Accessibility Does Not Mean Everything for Everyone
Accessibility does not require that every space be usable by every person with every possible disability, nor has that ever been the standard. Absolute accessibility is neither realistic nor necessary. The relevant question for leaders is not whether perfection is possible, but whether reasonable and foreseeable barriers are being left in place without justification.
A rock-climbing wall, for example, cannot be made accessible to a person without upper or lower limb function without ceasing to be a climbing wall. These are legitimate limits and acknowledging them is not discrimination. It is clarity.

Most public spaces and civic functions, however, do not fall into this category. Meeting rooms, polling places, sidewalks, libraries, schools, parks, public hearings, and community events lose nothing by being designed or renovated to be accessible. In these settings, barriers such as stairs without ramps, hallways being used for storage that makes them inaccessible for mobility-impaired people, meetings without captions or interpreters, inaccessible seating, or restrooms that cannot be utilized by wheelchair users do not serve the function of the space at all. They simply exclude people.
The False Dilemma of “You Can’t Include Everyone”
When leaders argue that “you cannot include everyone,” they often confuse real limitations with design choices that could easily be changed. This framing creates a false dilemma that justifies inaction. The appropriate standard is inclusion wherever access does not interfere with the intended function of the space, and exclusion only where that function would be fundamentally altered.
Doing nothing about accessibility is still a decision about who gets to participate. It is a policy decision that prioritizes convenience, tradition, or cost over participation.
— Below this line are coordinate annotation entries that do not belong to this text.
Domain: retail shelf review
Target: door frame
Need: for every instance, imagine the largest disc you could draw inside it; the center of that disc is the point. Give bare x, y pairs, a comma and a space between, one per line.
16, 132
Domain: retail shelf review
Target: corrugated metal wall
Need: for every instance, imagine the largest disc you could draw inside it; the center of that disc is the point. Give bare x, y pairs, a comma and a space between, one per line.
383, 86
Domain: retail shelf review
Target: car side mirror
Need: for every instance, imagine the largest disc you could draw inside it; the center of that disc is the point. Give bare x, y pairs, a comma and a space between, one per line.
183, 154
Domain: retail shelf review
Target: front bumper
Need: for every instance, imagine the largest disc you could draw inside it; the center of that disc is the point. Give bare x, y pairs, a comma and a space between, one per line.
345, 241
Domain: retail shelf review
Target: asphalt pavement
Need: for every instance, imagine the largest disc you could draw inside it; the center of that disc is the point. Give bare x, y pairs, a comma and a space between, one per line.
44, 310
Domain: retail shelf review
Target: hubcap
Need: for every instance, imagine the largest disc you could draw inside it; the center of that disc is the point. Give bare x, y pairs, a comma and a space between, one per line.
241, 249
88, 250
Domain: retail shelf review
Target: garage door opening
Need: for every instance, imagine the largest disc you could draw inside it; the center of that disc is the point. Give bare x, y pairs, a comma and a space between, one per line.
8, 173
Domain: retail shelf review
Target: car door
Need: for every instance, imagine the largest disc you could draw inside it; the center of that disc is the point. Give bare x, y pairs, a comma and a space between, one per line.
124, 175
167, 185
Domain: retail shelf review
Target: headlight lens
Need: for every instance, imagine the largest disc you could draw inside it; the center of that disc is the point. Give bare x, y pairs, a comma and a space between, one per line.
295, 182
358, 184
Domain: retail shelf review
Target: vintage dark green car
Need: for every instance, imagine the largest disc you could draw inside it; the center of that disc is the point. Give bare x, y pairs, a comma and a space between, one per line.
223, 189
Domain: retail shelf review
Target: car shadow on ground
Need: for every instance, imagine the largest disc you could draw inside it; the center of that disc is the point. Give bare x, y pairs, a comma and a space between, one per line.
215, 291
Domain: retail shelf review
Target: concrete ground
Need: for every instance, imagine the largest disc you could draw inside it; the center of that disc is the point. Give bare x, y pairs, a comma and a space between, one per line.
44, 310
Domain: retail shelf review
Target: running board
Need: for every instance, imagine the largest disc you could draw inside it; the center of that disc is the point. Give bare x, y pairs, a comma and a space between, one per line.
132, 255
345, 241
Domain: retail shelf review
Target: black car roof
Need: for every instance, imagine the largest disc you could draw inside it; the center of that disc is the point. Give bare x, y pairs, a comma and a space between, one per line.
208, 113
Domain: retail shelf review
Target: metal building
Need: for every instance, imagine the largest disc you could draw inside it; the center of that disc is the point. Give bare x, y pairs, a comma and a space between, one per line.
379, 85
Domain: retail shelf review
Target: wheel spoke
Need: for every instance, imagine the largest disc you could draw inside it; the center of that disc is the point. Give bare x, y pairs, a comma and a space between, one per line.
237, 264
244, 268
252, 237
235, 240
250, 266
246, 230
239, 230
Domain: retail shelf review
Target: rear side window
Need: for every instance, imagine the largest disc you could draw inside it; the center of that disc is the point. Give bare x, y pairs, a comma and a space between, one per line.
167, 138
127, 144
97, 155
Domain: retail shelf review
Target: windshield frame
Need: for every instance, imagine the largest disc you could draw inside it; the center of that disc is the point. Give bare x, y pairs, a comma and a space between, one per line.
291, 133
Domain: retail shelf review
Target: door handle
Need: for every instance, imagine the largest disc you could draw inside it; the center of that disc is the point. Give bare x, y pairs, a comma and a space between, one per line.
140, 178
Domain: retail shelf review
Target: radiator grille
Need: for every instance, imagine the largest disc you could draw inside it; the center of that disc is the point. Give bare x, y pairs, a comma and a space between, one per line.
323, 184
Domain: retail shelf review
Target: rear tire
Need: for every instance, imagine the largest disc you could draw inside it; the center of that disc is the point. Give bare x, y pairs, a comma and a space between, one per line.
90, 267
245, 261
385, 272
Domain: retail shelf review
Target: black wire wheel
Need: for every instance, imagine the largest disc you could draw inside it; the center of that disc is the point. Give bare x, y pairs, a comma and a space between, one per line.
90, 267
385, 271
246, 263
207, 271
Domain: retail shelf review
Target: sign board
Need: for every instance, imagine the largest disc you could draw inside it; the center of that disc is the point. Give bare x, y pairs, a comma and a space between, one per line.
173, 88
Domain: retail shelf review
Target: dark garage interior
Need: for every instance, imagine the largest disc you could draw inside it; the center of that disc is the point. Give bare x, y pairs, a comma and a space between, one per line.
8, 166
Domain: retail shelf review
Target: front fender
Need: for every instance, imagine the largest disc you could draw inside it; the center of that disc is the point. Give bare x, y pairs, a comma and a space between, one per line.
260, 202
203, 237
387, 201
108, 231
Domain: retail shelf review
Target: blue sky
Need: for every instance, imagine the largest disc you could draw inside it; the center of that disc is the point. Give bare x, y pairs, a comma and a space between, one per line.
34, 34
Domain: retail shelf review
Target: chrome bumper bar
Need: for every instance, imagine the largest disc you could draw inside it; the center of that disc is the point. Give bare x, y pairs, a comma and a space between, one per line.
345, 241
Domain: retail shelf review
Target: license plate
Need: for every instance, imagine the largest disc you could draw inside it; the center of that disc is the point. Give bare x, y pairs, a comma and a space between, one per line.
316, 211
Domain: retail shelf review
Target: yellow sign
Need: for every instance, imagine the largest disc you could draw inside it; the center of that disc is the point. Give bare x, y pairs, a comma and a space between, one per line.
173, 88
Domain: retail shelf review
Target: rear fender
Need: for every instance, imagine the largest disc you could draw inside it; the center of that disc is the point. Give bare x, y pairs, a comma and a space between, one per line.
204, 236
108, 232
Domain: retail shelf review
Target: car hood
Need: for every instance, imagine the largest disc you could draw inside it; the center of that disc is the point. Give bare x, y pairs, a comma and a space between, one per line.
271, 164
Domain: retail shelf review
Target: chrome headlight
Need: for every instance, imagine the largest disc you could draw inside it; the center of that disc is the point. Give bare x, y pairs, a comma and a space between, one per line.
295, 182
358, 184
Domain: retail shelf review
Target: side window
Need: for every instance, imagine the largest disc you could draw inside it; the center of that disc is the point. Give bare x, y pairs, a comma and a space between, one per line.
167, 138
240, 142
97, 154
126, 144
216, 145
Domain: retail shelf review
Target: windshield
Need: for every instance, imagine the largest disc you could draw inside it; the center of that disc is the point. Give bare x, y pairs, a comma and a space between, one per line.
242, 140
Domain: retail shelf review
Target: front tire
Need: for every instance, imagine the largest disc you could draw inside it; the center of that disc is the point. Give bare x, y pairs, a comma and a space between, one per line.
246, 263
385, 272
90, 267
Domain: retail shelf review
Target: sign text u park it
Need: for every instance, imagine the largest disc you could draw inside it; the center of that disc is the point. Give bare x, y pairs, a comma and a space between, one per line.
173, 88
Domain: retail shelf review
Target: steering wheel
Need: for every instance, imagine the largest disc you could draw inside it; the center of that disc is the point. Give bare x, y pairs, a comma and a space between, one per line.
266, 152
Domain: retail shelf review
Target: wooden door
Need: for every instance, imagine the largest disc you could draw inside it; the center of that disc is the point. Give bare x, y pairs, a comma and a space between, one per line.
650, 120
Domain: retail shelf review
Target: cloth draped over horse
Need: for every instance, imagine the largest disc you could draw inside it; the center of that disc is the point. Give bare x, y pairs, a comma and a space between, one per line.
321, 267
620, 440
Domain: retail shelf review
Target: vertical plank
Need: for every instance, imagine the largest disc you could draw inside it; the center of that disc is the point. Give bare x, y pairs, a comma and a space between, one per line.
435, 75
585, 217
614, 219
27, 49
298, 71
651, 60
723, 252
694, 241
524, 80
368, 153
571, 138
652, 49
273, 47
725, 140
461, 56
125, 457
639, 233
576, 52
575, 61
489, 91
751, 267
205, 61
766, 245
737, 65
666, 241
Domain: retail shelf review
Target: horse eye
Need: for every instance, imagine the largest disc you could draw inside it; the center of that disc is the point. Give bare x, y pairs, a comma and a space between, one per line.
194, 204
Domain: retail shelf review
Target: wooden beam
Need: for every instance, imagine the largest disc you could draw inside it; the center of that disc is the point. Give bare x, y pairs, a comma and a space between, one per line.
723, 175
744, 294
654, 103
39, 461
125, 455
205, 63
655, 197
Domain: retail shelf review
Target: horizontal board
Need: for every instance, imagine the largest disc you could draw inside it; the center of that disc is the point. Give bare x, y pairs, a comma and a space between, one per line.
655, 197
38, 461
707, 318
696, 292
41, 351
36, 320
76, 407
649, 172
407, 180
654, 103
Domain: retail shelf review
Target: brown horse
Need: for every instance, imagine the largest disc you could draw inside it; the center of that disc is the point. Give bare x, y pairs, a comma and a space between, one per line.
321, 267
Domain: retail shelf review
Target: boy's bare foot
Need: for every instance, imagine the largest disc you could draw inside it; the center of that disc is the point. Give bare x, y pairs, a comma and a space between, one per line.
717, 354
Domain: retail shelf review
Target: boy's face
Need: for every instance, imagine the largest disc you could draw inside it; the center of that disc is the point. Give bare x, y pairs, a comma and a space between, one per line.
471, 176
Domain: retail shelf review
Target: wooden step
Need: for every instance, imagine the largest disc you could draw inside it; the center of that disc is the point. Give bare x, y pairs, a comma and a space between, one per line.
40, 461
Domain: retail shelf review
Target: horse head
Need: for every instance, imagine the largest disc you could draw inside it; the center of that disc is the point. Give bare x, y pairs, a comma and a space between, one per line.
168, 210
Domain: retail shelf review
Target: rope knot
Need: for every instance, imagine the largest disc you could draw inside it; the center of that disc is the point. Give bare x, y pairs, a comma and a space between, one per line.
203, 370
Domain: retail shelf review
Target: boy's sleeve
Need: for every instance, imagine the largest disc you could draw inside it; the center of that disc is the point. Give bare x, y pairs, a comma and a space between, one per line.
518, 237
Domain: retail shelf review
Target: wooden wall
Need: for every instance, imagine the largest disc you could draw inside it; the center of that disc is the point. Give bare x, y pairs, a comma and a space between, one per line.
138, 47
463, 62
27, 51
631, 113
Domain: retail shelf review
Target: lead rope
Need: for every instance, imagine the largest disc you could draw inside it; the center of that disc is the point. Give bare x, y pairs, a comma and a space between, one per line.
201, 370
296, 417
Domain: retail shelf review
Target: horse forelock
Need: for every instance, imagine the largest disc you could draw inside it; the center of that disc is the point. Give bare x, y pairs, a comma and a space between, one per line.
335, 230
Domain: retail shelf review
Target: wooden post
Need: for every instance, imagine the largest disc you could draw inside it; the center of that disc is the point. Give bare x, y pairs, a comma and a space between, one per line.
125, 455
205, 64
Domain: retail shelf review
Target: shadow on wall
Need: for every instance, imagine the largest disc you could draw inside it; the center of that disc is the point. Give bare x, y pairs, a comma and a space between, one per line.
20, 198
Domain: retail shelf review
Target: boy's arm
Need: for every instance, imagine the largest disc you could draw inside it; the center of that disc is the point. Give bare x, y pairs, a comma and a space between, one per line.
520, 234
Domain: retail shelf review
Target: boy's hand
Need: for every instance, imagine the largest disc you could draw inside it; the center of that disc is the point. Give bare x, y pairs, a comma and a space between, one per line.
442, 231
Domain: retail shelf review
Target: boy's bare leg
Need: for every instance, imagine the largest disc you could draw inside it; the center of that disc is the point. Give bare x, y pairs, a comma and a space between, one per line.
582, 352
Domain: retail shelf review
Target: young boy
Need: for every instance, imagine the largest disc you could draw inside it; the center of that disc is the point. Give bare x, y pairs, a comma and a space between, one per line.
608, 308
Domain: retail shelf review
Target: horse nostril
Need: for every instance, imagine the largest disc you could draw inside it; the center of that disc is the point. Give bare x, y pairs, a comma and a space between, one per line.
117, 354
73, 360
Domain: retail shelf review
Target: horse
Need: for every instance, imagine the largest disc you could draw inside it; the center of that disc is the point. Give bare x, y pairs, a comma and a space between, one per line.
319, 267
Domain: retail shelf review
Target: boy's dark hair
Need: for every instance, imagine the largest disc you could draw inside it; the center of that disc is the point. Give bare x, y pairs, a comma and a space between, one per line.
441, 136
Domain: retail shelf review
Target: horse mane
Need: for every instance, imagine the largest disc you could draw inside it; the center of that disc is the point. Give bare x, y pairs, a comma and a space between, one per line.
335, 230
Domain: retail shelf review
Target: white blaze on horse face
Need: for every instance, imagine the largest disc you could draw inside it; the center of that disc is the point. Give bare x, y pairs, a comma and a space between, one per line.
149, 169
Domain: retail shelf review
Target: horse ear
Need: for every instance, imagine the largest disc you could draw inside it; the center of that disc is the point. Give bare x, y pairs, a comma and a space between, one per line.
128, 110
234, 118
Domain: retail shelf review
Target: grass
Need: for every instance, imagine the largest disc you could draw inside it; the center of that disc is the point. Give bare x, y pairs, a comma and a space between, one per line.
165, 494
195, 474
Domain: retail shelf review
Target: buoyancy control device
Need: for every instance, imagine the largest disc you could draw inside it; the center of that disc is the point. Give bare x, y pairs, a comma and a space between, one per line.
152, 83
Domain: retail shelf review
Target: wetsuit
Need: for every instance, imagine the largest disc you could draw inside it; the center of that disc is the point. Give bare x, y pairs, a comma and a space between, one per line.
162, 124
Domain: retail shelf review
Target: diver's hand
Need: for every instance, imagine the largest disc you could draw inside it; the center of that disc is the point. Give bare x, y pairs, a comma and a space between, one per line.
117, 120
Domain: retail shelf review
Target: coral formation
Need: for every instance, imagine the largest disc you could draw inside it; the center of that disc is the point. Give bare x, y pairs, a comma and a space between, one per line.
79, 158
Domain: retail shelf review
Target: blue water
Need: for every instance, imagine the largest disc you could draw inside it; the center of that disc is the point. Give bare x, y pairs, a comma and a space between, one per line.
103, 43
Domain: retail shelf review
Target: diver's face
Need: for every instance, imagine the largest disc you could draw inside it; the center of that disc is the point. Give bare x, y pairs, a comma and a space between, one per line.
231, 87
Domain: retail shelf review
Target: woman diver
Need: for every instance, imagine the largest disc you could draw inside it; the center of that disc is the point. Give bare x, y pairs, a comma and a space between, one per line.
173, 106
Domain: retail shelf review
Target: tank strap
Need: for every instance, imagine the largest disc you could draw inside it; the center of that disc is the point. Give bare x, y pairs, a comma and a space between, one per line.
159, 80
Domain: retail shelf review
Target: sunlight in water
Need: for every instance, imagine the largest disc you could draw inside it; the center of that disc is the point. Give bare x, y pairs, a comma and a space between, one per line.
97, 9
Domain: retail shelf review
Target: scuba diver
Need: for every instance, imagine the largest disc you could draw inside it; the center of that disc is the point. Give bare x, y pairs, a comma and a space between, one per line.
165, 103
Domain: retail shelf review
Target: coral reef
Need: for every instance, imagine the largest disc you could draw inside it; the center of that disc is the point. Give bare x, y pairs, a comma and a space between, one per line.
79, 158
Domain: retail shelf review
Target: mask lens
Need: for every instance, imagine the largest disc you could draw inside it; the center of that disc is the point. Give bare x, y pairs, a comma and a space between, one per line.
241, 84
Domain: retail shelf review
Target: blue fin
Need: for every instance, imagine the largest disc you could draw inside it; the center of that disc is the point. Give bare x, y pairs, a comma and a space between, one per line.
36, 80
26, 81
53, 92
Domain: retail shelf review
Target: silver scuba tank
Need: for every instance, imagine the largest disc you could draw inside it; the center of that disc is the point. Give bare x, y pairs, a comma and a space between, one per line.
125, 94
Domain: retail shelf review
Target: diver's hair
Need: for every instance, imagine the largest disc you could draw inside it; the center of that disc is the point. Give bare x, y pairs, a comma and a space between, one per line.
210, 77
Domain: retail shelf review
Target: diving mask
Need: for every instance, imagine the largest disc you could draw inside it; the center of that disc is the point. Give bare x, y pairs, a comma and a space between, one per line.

Effective leadership treats accessibility as infrastructure rather than accommodation, assumes disabled people will be present, and removes barriers that exist only because no one in authority bothered to question them.
The Problem with “Accessibility Reactions”
But another way of not planning for accessibility is by doing “accessibility reactions.” Accessibility reactions are when new or modified accessibility is determined only by requests from a single family seeking a modification for one specific disabled child, family member, or small, yet vocal advocacy group. Leaders and front-end staff should of course respond with care and urgency when a need is raised, but the request should also trigger a broader question: is this an isolated situation, or is it a visible symptom of a larger access gap that affects many disabled people?
If accessibility is handled only through one-off requests, communities risk investing time and money in highly specialized solutions that serve one person while leaving larger, more basic barriers untouched. That approach can create the appearance of inclusion while continuing to exclude a far greater number of people from essential services, public participation, and civic life.
Baseline Access Must Come First
A better approach is to look for baseline access barriers first and then layering individualized accommodations on top of that foundation when needed. For example, a city might install a wheelchair-accessible swing at one park to meet the needs of a child who uses a heavy electric wheelchair. That may be a meaningful improvement for that family, but it does not address the larger question of whether wheelchair users can access the pavilions at any of the parks, whether there is usable seating throughout the space, or whether restrooms and pathways are truly accessible.
Similarly, holding a major public meeting in a venue where the only seating is bleachers sends a clear message about who is expected to attend. Even if staff are willing to “make adjustments” on request, the default setup already excludes wheelchair users and others who cannot use bleachers. If leaders want participation, access cannot be optional, improvised, or dependent on individuals having to ask for what should have been anticipated.
When Easy Fixes Replace Real Solutions
Too often, community leaders are willing to address accessibility issues that are easy, visible, and politically safe, while avoiding harder, more systemic barriers that require coordination, enforcement, or internal conflict. Installing a ramp in a location where there is ample space and minimal pushback may be straightforward.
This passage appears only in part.